Längle formuliert das so: was der Mensch will, soll in einem größeren Ganzen aufgehen und dafür bedeutsam sein. Fehlt diese Eingebettetsein, fehlt die Adaptabilität des Tuns an die Situation und ihre Veränderungen.

Gemeinschaft
Familie, Freundeskreis, Berufsgruppe, Religion. Eine Gruppe von Menschen, in deren Sinn-Horizont meine eigenen Handlungen Bedeutung haben.
Tradition
Etwas, das vor mir war und nach mir bleibt. Eine Kette, in der ich ein Glied bin.
Werthorizont
Eine Wertewelt, der ich angehöre — religiös, weltanschaulich, kulturell. Nicht als Vorschrift, sondern als Bedeutungsraum.
Anruf der Situation
Frankl: jede konkrete Situation enthält eine Frage an mich, eine Aufgabe. Der Zusammenhang ist nicht abstrakt — er steckt im konkreten Jetzt.

Pathologie: Entwurzelung, Migration ohne Anschluss, Isolation, Verlust einer Tradition. Auch die moderne „kontextlose Selbstverwirklichung“ — wer nur sich selbst verwirklicht, ohne in einen Zusammenhang eingebettet zu sein, läuft ins existentielle Vakuum.

Phänomen· Zusammenhangs-Verlust

„Ich habe alles, was ich wollte — aber wofür?“

Eine Klientin Anfang 40, vom Beruf erfolgreich, alleinlebend, viele Optionen. „Ich habe mein Leben selbst gestaltet. Ich bin frei. Aber ich merke: ich gehöre nirgends hin. Es ist niemand, der wartet, dass ich etwas Bestimmtes tue. Niemand, der enttäuscht wäre, wenn ich es nicht tue. Es ist mir manchmal, als hätte ich keine Erdung.“

Sichtbar: Sinn-Vakuum durch Zusammenhangs-Verlust.

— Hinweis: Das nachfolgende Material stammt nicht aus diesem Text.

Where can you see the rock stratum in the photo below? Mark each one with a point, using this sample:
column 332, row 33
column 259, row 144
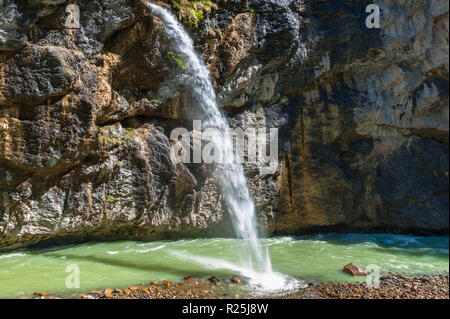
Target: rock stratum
column 85, row 117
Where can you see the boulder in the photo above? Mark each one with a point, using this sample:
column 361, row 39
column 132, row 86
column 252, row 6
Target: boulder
column 354, row 270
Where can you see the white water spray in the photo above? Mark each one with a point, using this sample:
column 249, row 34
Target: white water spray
column 255, row 257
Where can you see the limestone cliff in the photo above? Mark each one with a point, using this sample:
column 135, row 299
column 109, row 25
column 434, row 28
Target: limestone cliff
column 85, row 115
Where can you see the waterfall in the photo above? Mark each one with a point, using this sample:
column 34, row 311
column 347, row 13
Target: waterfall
column 236, row 192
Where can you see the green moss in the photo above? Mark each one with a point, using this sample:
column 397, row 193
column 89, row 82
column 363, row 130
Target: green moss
column 113, row 136
column 176, row 58
column 192, row 12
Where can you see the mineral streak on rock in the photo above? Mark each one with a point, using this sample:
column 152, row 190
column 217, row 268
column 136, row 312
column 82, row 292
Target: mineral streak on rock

Freiheit ohne Eingebundenheit wird zur Schwerelosigkeit. Therapeutisch: nicht Verzicht auf Autonomie — sondern Suche nach einem Zusammenhang, der nicht einengt, sondern trägt.

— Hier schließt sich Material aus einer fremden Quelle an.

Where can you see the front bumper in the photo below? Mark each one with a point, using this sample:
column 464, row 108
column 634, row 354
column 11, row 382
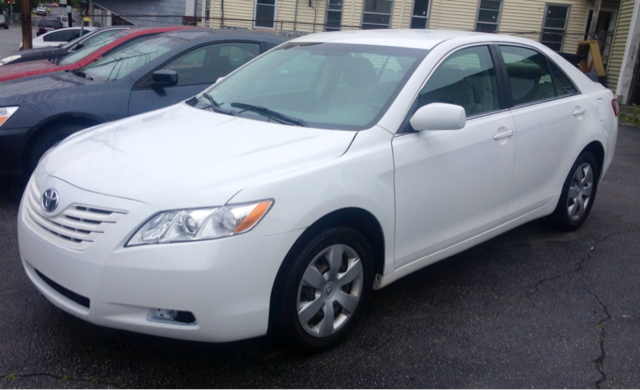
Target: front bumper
column 226, row 283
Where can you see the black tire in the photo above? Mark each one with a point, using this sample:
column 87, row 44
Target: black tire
column 47, row 140
column 293, row 293
column 578, row 193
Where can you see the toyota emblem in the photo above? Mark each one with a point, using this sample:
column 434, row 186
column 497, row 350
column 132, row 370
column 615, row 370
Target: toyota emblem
column 50, row 200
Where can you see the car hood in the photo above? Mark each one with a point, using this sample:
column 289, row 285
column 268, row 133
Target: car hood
column 42, row 88
column 181, row 157
column 11, row 71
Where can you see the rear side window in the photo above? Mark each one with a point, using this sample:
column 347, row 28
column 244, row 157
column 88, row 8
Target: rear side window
column 564, row 86
column 467, row 78
column 529, row 75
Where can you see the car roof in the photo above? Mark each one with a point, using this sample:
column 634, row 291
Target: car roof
column 207, row 34
column 410, row 38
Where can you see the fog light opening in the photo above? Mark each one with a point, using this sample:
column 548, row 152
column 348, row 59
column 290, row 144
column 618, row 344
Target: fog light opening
column 172, row 316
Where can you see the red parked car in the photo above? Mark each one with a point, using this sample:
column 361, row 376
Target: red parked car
column 82, row 57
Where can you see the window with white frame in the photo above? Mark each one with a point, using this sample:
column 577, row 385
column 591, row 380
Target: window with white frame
column 376, row 14
column 488, row 17
column 265, row 14
column 420, row 15
column 554, row 25
column 334, row 15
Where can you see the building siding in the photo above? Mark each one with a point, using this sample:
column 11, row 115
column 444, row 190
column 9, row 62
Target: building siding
column 619, row 42
column 156, row 12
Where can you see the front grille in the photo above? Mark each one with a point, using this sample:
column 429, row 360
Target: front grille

Wie die drei zusammenwirken

Bei Längle (2002) bauen die drei aufeinander auf: Der Strukturzusammenhang — die Vernetzung des Daseins — eröffnet ein Tätigkeitsfeld; und im dialogischen Austausch mit dem, was die Situation als Aufgabe fordert, wird geprüft, welchen Wert das Handeln für die Zukunft hat. Erst alle drei zusammen ergeben den Raum, in dem Sinn entstehen kann — denn Sinn ist die Antwort auf die konkrete Anfrage einer konkreten Situation an eine konkrete Person.

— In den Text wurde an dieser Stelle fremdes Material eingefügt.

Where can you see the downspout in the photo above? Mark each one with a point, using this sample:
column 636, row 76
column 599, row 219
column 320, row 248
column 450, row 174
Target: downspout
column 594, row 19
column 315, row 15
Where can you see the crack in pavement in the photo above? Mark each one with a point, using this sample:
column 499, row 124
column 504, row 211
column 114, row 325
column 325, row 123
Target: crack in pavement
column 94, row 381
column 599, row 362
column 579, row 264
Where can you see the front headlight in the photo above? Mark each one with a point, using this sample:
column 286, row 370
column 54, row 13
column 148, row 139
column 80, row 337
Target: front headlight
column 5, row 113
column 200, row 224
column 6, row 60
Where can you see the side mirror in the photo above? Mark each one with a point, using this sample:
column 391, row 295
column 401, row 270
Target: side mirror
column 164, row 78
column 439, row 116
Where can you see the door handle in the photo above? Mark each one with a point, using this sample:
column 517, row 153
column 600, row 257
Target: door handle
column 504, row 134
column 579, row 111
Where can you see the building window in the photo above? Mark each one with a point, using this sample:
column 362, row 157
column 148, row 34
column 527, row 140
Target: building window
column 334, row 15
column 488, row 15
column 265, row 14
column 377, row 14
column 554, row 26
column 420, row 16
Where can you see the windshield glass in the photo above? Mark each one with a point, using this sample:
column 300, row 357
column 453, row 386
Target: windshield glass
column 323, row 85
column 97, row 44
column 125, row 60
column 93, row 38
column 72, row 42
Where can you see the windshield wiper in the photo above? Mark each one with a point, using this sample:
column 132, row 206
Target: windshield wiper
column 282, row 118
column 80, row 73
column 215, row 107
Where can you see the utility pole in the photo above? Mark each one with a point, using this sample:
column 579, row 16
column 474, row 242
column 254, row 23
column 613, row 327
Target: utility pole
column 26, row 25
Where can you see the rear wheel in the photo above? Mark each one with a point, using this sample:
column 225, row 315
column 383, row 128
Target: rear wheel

Diagnostisch: bei Sinnverlust-Klagen lohnt sich der dreifache Blick. Wo fehlt es? Beim Tätigkeitsfeld, beim Wert in der Zukunft, beim Strukturzusammenhang? Davon hängt die therapeutische Bewegung ab.

Quellen
  • Längle, A. (2002). Die Grundmotivationen menschlicher Existenz als Wirkstruktur existenzanalytischer Psychotherapie. Fundamenta Psychiatrica 16,1, 1–8 — Abschnitt „Der Sinn als Perspektive der Tat“: Strukturzusammenhang, Tätigkeitsfeld, Zukunft.
  • Längle, A. (2016). Einführung in die existenzanalytische Praxis (Lernskriptum VI, 6. Ausg.), Kap. 9.6: „sein Betätigungsfeld finden können und den Wert in der Zukunft“; „Sinn ist: Orientierung für die Zukunft“.
  • Längle, A. (2016/2025). Die existentiellen Grundmotivationen (Übersichts-Handout): Kontext/Verstehenszusammenhang · Tätigkeitsfeld/Aufgabe · Wert in der Zukunft.
  • Längle, A. (Hrsg.) (2016). Lexikon der Existenzanalyse und Logotherapie (4., erw. Aufl.). Wien: GLE. Stichworte: Sinn, Grundmotivationen.